The natural history of subclinical hepatic encephalopathy (SHE) is unknown. The present study was conducted to study the prevalence and the natural history of SHE in patients with cirrhosis of the liver.

METHODS

One hundred and sixty-five patients with cirrhosis of the liver were studied. A total of nine psychometric tests (trail making and Wechsler adult intelligence scale-performance (WAIS-P) tests) were administered. Subclinical hepatic encephalopathy was present if two or more psychometric tests were abnormal. Seventy-two patients (SHE 40, without SHE 32) also underwent serial psychometric testing on follow-up visits at 6-8 week intervals.

RESULTS

Subclinical hepatic encephalopathy was present in 103 (62.4%) patients. The number and figure connection, block design and picture completion tests were the most useful in the detection of SHE. Severity of SHE, as assessed by the number of abnormal tests, was greater in patients with more severe liver disease. During follow up, SHE tended to persist or worsen in patients with poorer liver function. Although other clinical complications were similar in different groups, overt hepatic encephalopathy developed more commonly in those patients who had SHE at entry compared to those who did not (22.6 vs 5.6%, P = 0.044). Among the patients with SHE, the development of overt hepatic encephalopathy was more common in patients with Child's score of > 6 than with Child's score of <or= 6 (40 vs 5%, P = 0.019).

CONCLUSIONS

We conclude that SHE is common in cirrhosis.

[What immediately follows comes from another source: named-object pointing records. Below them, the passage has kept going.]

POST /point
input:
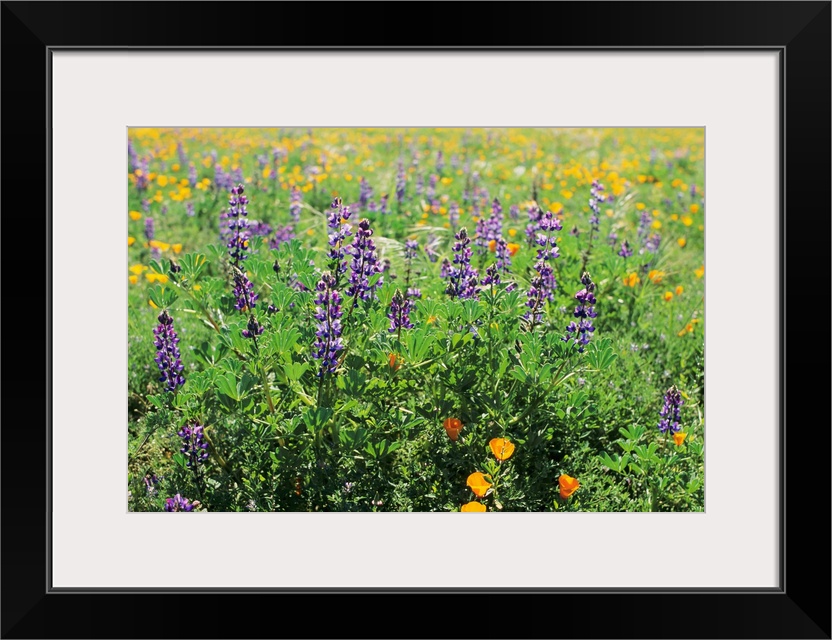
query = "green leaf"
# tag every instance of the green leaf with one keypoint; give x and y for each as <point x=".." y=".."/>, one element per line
<point x="295" y="370"/>
<point x="157" y="401"/>
<point x="227" y="384"/>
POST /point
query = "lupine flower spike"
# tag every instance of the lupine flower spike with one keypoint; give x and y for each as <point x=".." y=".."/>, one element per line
<point x="178" y="503"/>
<point x="581" y="331"/>
<point x="194" y="445"/>
<point x="670" y="413"/>
<point x="328" y="314"/>
<point x="167" y="353"/>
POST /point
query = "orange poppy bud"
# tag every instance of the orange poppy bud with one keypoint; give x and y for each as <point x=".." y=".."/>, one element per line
<point x="501" y="448"/>
<point x="568" y="485"/>
<point x="479" y="485"/>
<point x="453" y="426"/>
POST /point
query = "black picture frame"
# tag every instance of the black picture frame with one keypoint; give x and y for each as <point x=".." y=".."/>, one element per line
<point x="799" y="608"/>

The natural history of SHE is worse in patients with advanced cirrhosis and SHE probably predisposes the cirrhotic patient to overt hepatic encephalopathy.

摘要

背景与目的

亚临床肝性脑病(SHE)的自然病程尚不清楚。本研究旨在探讨肝硬化患者中SHE的患病率及自然病程。

方法

对165例肝硬化患者进行研究。共进行了9项心理测量测试(连线试验和韦氏成人智力量表操作部分(WAIS-P)测试)。如果两项或更多心理测量测试异常,则存在亚临床肝性脑病。72例患者(SHE患者40例,无SHE患者32例)在随访期间还每隔6 - 8周进行了系列心理测量测试。

结果

103例(62.4%)患者存在亚临床肝性脑病。数字与图形连接、积木图案和图片填充测试在检测SHE方面最有用。根据异常测试的数量评估,SHE的严重程度在肝病更严重的患者中更高。在随访期间,肝功能较差的患者中SHE倾向于持续存在或恶化。尽管不同组的其他临床并发症相似,但与入院时无SHE的患者相比,入院时患有SHE的患者更常发生显性肝性脑病(22.6%对5.6%,P = 0.044)。在患有SHE的患者中,Child评分>6分的患者比Child评分≤6分的患者更常发生显性肝性脑病(40%对5%,P = 0.019)。

结论

我们得出结论,SHE在肝硬化患者中很常见。晚期肝硬化患者中SHE的自然病程更差,并且SHE可能使肝硬化患者易患显性肝性脑病。